ByJonathan Freedland, Jonathan Freedland

Opinion

Ani Yonatan. Efshar l'azor li?*

* I am Jonathan. Can you help?

July 24, 2013 11:15
2 min read

Several years ago I did a Jewish event alongside Michael Gove. It was clear whose views the audience preferred. Courteous, witty and as hawkish as they were on Israel, he was the son-in-law of their dreams (apart from the obvious drawback).

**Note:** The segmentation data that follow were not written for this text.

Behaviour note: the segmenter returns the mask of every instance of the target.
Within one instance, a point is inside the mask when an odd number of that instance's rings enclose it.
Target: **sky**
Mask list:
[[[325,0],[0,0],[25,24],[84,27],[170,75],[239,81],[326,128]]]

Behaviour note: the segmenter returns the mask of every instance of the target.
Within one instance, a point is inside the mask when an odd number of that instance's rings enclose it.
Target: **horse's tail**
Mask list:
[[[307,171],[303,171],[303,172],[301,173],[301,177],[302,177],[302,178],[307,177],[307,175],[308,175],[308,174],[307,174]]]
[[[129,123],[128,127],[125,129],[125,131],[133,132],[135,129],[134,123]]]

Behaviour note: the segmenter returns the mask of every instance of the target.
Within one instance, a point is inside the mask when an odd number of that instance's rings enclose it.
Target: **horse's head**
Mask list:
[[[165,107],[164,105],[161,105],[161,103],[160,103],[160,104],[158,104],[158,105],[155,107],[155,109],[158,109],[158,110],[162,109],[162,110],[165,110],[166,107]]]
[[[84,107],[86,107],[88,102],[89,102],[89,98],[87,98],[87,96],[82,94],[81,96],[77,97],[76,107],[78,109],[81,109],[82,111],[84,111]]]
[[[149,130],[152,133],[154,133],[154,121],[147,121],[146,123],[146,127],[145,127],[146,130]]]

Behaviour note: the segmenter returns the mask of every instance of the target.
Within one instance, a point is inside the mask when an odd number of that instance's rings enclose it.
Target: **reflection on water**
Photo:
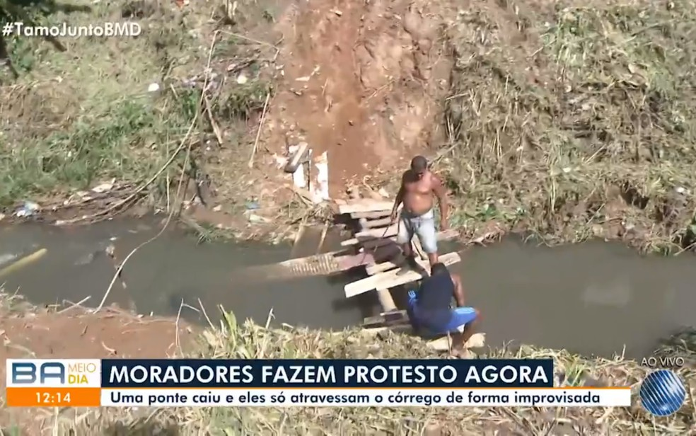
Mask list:
[[[115,239],[122,261],[158,229],[134,221],[69,229],[5,228],[0,260],[48,250],[36,263],[5,277],[6,289],[19,288],[36,303],[91,296],[88,304],[95,306],[115,272],[105,247]],[[336,245],[335,235],[330,236],[324,251]],[[310,243],[295,254],[315,251]],[[132,256],[123,270],[129,297],[117,282],[108,304],[127,307],[132,298],[141,313],[173,315],[183,302],[202,305],[211,316],[222,305],[239,319],[261,323],[272,309],[274,322],[324,328],[355,325],[373,314],[371,293],[344,297],[343,285],[359,277],[257,282],[240,274],[246,266],[279,262],[289,254],[289,246],[198,245],[171,231]],[[469,301],[482,310],[489,345],[514,340],[605,356],[625,346],[627,356],[640,357],[675,329],[695,323],[693,261],[685,255],[640,256],[603,243],[548,248],[509,240],[470,249],[453,268],[464,278]],[[197,321],[200,314],[185,306],[182,316]]]

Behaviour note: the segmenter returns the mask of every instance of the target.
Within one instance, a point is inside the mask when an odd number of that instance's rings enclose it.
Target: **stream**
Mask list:
[[[0,268],[9,255],[45,248],[39,260],[2,277],[8,292],[36,304],[101,301],[115,272],[105,253],[110,244],[122,262],[131,251],[159,231],[158,222],[110,221],[89,226],[58,228],[21,224],[0,229]],[[335,249],[337,235],[327,239]],[[317,241],[313,241],[312,251]],[[312,244],[309,244],[312,245]],[[309,256],[314,252],[300,253]],[[342,329],[378,311],[370,292],[347,300],[343,286],[361,276],[255,280],[245,268],[287,260],[289,246],[211,242],[197,243],[178,230],[168,230],[127,261],[106,304],[142,314],[182,316],[203,323],[202,305],[218,319],[217,306],[238,319]],[[469,302],[482,314],[488,345],[525,343],[567,348],[585,355],[614,353],[639,358],[660,339],[696,324],[694,257],[643,256],[620,244],[586,243],[550,248],[509,239],[464,252],[453,266],[462,275]],[[397,297],[397,303],[402,298]],[[199,299],[200,302],[199,302]]]

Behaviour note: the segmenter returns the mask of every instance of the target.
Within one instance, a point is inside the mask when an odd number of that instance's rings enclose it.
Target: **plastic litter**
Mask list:
[[[30,201],[24,202],[24,205],[20,207],[17,212],[15,212],[16,217],[30,217],[34,214],[34,212],[37,211],[40,206]]]

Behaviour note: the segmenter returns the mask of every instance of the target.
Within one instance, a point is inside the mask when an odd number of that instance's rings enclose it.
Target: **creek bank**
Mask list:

So it came as a particular blow to Anglo-Jewry when earlier this year Gove’s department of education proposed that primary schools be required to teach one of a list of seven approved foreign languages – a list that did not include Hebrew. Some hyperventilating critics instantly denounced Gove for “banning the teaching of Hebrew.” He wasn’t. But he was making it very hard. Jewish primary schools, already pressed to squeeze in Jewish studies alongside everything else, would now have to find time for both Hebrew and, say, French. It would, said some heads, have made the teaching of Hebrew all but impossible.

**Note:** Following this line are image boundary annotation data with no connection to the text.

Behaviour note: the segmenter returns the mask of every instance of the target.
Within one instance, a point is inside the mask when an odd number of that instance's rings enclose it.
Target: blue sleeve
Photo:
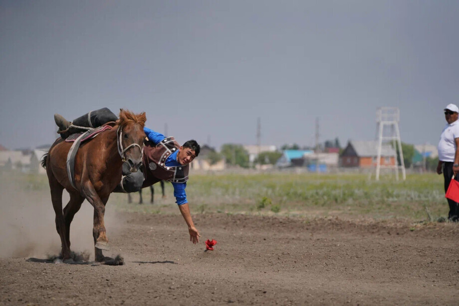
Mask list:
[[[187,194],[185,193],[187,183],[172,183],[172,185],[174,186],[174,196],[177,200],[176,203],[179,205],[188,203]]]
[[[147,137],[148,138],[148,139],[153,142],[153,143],[155,145],[157,145],[162,140],[166,138],[164,135],[161,133],[155,132],[148,128],[144,128],[144,132],[145,132],[145,135],[147,135]]]

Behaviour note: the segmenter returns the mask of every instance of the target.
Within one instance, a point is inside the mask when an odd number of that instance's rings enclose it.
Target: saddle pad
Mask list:
[[[80,142],[82,143],[83,142],[86,141],[86,140],[88,139],[94,138],[94,137],[97,136],[98,135],[99,135],[99,133],[103,132],[106,130],[111,130],[111,129],[112,129],[112,127],[110,126],[104,126],[102,127],[99,127],[98,128],[96,128],[94,130],[92,130],[89,133],[89,134],[87,134],[87,135],[84,136]],[[74,134],[72,134],[71,135],[70,135],[70,136],[67,138],[67,139],[65,140],[65,141],[67,143],[73,143],[75,140],[76,140],[78,137],[81,136],[81,135],[84,133],[88,133],[88,132],[86,131],[84,132],[81,132],[81,133],[75,133]]]

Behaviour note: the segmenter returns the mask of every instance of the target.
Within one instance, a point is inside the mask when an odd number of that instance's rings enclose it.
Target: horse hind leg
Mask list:
[[[49,187],[51,189],[51,200],[52,207],[56,214],[56,230],[60,237],[61,247],[62,248],[60,257],[63,260],[71,258],[70,246],[67,244],[66,239],[65,222],[62,213],[62,191],[64,188],[60,185],[54,177],[49,180]]]
[[[151,193],[151,200],[150,200],[150,202],[153,204],[155,202],[155,188],[153,187],[153,185],[150,185],[150,191]]]
[[[65,222],[65,240],[69,248],[70,247],[70,224],[73,220],[75,214],[81,208],[81,204],[84,198],[78,192],[70,193],[70,199],[64,208],[64,220]]]

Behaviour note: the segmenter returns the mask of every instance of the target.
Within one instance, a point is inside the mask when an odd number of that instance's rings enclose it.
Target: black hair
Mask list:
[[[199,155],[199,151],[201,150],[201,147],[198,144],[198,142],[194,140],[189,140],[182,146],[184,148],[189,148],[195,152],[196,157]]]

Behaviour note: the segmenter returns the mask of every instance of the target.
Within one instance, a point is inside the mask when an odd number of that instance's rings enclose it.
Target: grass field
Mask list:
[[[432,220],[447,215],[443,176],[408,175],[406,181],[382,177],[379,182],[358,174],[209,174],[192,175],[187,194],[194,213],[220,212],[307,218],[338,216],[377,219],[402,218]],[[13,184],[25,191],[48,192],[45,175],[3,173],[0,183]],[[127,196],[113,194],[107,205],[123,211],[177,212],[172,185],[166,184],[162,199],[155,185],[155,203],[128,204]],[[144,189],[148,203],[150,191]],[[426,209],[427,208],[427,209]]]

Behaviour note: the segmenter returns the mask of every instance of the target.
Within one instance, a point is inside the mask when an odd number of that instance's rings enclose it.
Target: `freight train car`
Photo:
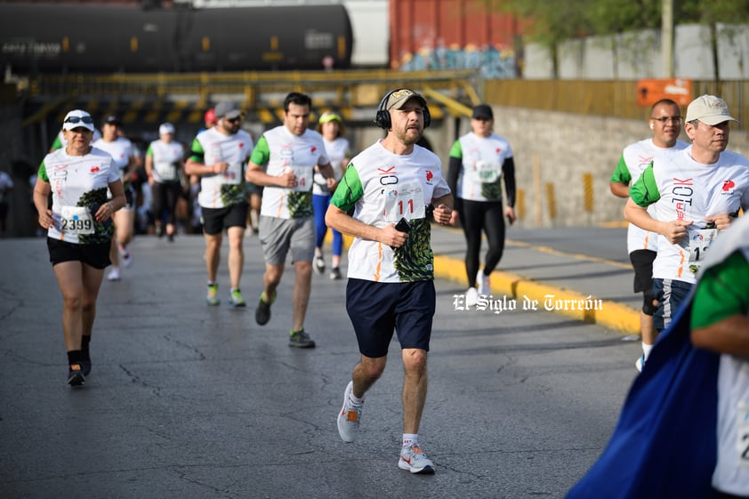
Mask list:
[[[0,4],[0,64],[16,74],[347,68],[351,45],[341,4]]]

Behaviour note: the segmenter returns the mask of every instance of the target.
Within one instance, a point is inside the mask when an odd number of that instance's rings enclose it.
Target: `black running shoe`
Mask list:
[[[302,328],[301,331],[292,331],[289,334],[289,346],[297,349],[313,349],[315,342]]]
[[[85,382],[83,366],[80,364],[71,364],[68,368],[68,384],[70,386],[83,386]]]
[[[270,305],[276,301],[276,293],[273,293],[273,299],[270,303],[266,303],[263,297],[265,292],[260,294],[260,300],[257,302],[257,309],[255,309],[255,322],[260,326],[265,326],[270,320]]]

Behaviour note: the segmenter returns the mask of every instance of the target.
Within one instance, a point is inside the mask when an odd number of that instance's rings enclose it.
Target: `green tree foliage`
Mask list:
[[[664,0],[478,0],[490,8],[526,20],[528,42],[546,47],[557,72],[557,52],[565,40],[623,34],[661,27]],[[672,0],[674,24],[710,27],[717,51],[716,24],[749,22],[749,0]],[[717,68],[716,68],[717,71]]]

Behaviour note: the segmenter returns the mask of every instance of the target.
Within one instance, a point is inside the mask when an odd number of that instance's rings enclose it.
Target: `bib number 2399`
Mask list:
[[[85,206],[62,206],[60,229],[68,234],[93,234],[93,219]]]

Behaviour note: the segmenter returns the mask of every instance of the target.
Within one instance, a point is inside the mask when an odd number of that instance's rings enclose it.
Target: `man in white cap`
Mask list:
[[[326,213],[331,228],[355,237],[346,310],[360,357],[343,392],[338,433],[344,442],[357,439],[365,394],[384,371],[398,330],[404,372],[398,466],[412,473],[434,472],[419,443],[436,307],[430,213],[447,224],[453,205],[439,158],[417,145],[430,121],[422,95],[407,88],[387,93],[374,118],[387,136],[351,159]]]
[[[239,291],[239,280],[245,263],[242,244],[247,220],[247,195],[245,167],[254,142],[241,129],[244,114],[239,106],[228,101],[215,108],[216,125],[200,132],[190,146],[185,163],[188,175],[200,176],[197,202],[203,213],[203,235],[205,237],[205,267],[208,289],[205,302],[219,304],[216,281],[223,230],[229,236],[229,279],[231,289],[229,304],[246,306]]]
[[[749,209],[749,160],[726,150],[731,121],[737,122],[721,99],[695,99],[684,125],[691,146],[655,157],[630,188],[624,218],[658,234],[653,262],[657,332],[668,327],[693,287],[711,243],[739,209]]]
[[[146,151],[146,174],[151,189],[154,224],[159,237],[165,233],[174,240],[177,231],[177,201],[181,194],[181,174],[184,169],[185,150],[182,144],[174,141],[174,125],[163,123],[158,127],[158,140],[152,141]]]

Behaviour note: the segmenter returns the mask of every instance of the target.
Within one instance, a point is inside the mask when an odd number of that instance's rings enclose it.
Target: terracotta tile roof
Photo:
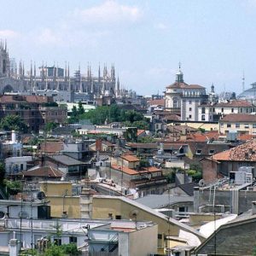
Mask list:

Now Gove has sensibly dropped the idea, a u-turn u-turn for which the Jewish community deserves credit: it made its case firmly and won the day. The danger, however, is that we now relax, satisfied that the battle for Hebrew has been won. In fact, we are losing the battle for Hebrew and the enemy is not the government but ourselves.

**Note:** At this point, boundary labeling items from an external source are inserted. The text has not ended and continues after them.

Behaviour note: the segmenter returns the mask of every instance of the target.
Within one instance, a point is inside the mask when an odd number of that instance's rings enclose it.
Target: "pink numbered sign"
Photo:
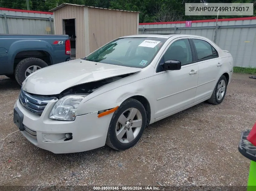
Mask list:
[[[191,23],[192,22],[191,21],[186,21],[186,25],[185,27],[191,27]]]

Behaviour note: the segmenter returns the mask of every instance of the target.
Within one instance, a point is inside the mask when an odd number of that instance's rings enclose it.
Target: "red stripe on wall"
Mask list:
[[[44,11],[28,11],[28,10],[16,9],[9,9],[7,8],[3,8],[3,7],[0,7],[0,10],[2,10],[2,11],[15,11],[18,12],[24,12],[25,13],[33,13],[53,14],[53,13],[52,12],[47,12]]]
[[[245,20],[253,20],[256,19],[256,17],[243,17],[240,18],[232,18],[228,19],[218,19],[218,21],[244,21]],[[216,22],[216,19],[208,19],[206,20],[197,20],[192,21],[193,23],[204,23],[205,22]],[[185,23],[186,21],[174,21],[170,22],[159,22],[157,23],[139,23],[139,25],[144,24],[178,24]]]

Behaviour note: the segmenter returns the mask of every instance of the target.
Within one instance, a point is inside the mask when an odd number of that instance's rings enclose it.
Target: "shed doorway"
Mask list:
[[[69,36],[70,57],[75,58],[75,19],[63,19],[63,33]]]

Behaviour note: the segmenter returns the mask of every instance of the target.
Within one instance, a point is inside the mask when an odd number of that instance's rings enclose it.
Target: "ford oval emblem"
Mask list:
[[[23,106],[25,105],[27,101],[27,98],[25,97],[23,97],[21,100],[21,103]]]

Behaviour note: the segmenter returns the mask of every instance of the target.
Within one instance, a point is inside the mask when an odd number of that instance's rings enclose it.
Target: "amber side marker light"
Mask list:
[[[107,111],[104,111],[102,113],[99,114],[98,115],[98,117],[102,117],[104,116],[108,115],[109,113],[113,113],[118,108],[118,107],[119,106],[117,106],[115,107],[114,107],[113,109],[111,109],[109,110],[108,110]]]

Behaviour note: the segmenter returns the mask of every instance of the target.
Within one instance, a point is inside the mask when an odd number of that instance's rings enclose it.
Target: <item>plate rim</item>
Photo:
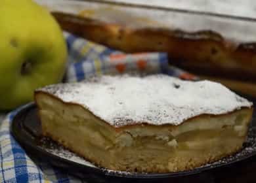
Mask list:
[[[235,159],[234,160],[230,161],[227,163],[220,163],[217,164],[212,164],[209,163],[205,166],[202,166],[199,167],[196,167],[192,170],[188,171],[178,171],[178,172],[171,172],[171,173],[127,173],[124,171],[116,171],[113,170],[109,170],[107,169],[100,168],[100,167],[93,167],[91,166],[88,166],[86,165],[81,164],[75,161],[70,161],[69,159],[65,159],[57,155],[55,155],[53,153],[51,153],[43,148],[40,147],[38,145],[35,146],[35,142],[33,143],[31,142],[31,141],[24,141],[24,137],[23,137],[23,134],[29,133],[27,131],[22,129],[18,129],[18,127],[20,125],[23,125],[22,122],[24,119],[20,119],[21,117],[24,114],[27,114],[30,110],[33,108],[37,108],[37,106],[35,103],[32,103],[21,110],[20,110],[12,118],[11,125],[11,133],[16,141],[16,142],[19,144],[22,148],[26,150],[28,148],[30,149],[32,149],[33,150],[35,150],[39,152],[40,154],[43,154],[44,156],[47,156],[47,157],[50,157],[51,159],[54,159],[55,160],[64,162],[65,164],[68,164],[68,166],[72,165],[75,166],[75,167],[78,169],[87,169],[88,173],[91,173],[93,171],[95,173],[99,173],[103,176],[114,176],[114,177],[122,177],[122,178],[172,178],[172,177],[179,177],[182,176],[188,176],[195,174],[198,174],[202,172],[205,172],[207,171],[209,171],[211,169],[215,169],[216,168],[224,167],[229,166],[232,164],[242,161],[245,160],[249,158],[256,156],[256,151],[253,152],[249,155],[244,156],[240,159]],[[253,127],[254,128],[254,127]],[[19,130],[18,130],[19,129]],[[21,133],[20,132],[22,131]],[[26,132],[26,133],[25,133]],[[30,134],[30,136],[33,136],[32,134]],[[26,135],[28,136],[29,135],[26,134]],[[35,137],[33,137],[35,139]],[[30,138],[31,139],[31,138]],[[28,154],[27,154],[28,155]],[[52,163],[49,161],[51,165]],[[56,167],[56,165],[54,165]]]

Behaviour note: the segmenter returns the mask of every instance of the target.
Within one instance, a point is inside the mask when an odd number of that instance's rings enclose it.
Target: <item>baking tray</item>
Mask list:
[[[246,96],[255,103],[255,99]],[[256,118],[253,113],[247,141],[238,153],[219,161],[190,171],[168,173],[127,173],[95,167],[81,158],[51,139],[42,138],[37,108],[32,104],[20,110],[14,118],[11,132],[15,139],[32,158],[50,163],[89,182],[230,182],[244,177],[256,167]],[[254,163],[255,162],[255,163]],[[252,167],[251,169],[249,167]],[[243,173],[243,172],[244,172]],[[224,182],[222,182],[222,180]],[[223,180],[223,181],[224,181]],[[255,182],[256,178],[252,182]]]

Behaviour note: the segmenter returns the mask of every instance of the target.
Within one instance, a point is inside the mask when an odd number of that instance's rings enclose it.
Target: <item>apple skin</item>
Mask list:
[[[32,0],[1,0],[0,110],[33,101],[35,89],[61,81],[67,48],[51,14]]]

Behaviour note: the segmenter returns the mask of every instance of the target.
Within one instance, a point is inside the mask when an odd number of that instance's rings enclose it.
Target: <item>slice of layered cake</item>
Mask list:
[[[98,167],[191,169],[238,151],[252,103],[223,85],[105,76],[35,92],[43,135]]]

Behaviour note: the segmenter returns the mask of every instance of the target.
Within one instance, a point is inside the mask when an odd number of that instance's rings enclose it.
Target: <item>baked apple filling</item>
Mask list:
[[[242,146],[251,114],[244,108],[202,115],[178,126],[113,128],[79,105],[40,95],[45,135],[81,156],[87,154],[84,158],[96,165],[121,171],[182,171],[232,154]]]
[[[53,85],[35,99],[43,135],[98,167],[146,173],[191,169],[236,152],[253,111],[219,84],[163,75]]]

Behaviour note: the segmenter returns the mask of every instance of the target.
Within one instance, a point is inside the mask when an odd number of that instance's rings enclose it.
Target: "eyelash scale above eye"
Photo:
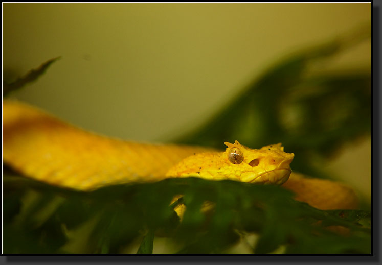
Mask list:
[[[228,160],[233,164],[239,164],[244,160],[244,156],[239,149],[234,147],[230,151],[230,153],[228,155]]]

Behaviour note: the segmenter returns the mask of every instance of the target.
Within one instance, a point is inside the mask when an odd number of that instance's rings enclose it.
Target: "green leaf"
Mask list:
[[[154,232],[149,230],[143,237],[137,253],[138,254],[152,254],[154,242]]]

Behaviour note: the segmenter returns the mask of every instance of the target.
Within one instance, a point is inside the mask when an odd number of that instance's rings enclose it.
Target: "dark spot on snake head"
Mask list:
[[[239,149],[234,147],[228,154],[228,160],[232,164],[238,165],[241,163],[244,160],[243,153]]]
[[[254,159],[248,163],[251,166],[257,166],[259,165],[259,159],[256,158]]]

The quality of Hebrew literacy among non-Israeli Jews in our community is poor to non-existent. Rare indeed is the British Jew fluent in the language. (I can get by, but no more.) It’s true that, in the past, only one in ten of us went to Jewish schools – but even among those, not many came out able to speak the language. And what about the rest, who spent endless Sunday mornings at cheder? That's our word for Hebrew classes, but they were anything but. Sure, lots of us can read the letters and make the right sounds when faced with a prayer book. But we don’t call those who can read French out loud – but can't understand a word of what they’re saying – French-speakers. This is no different.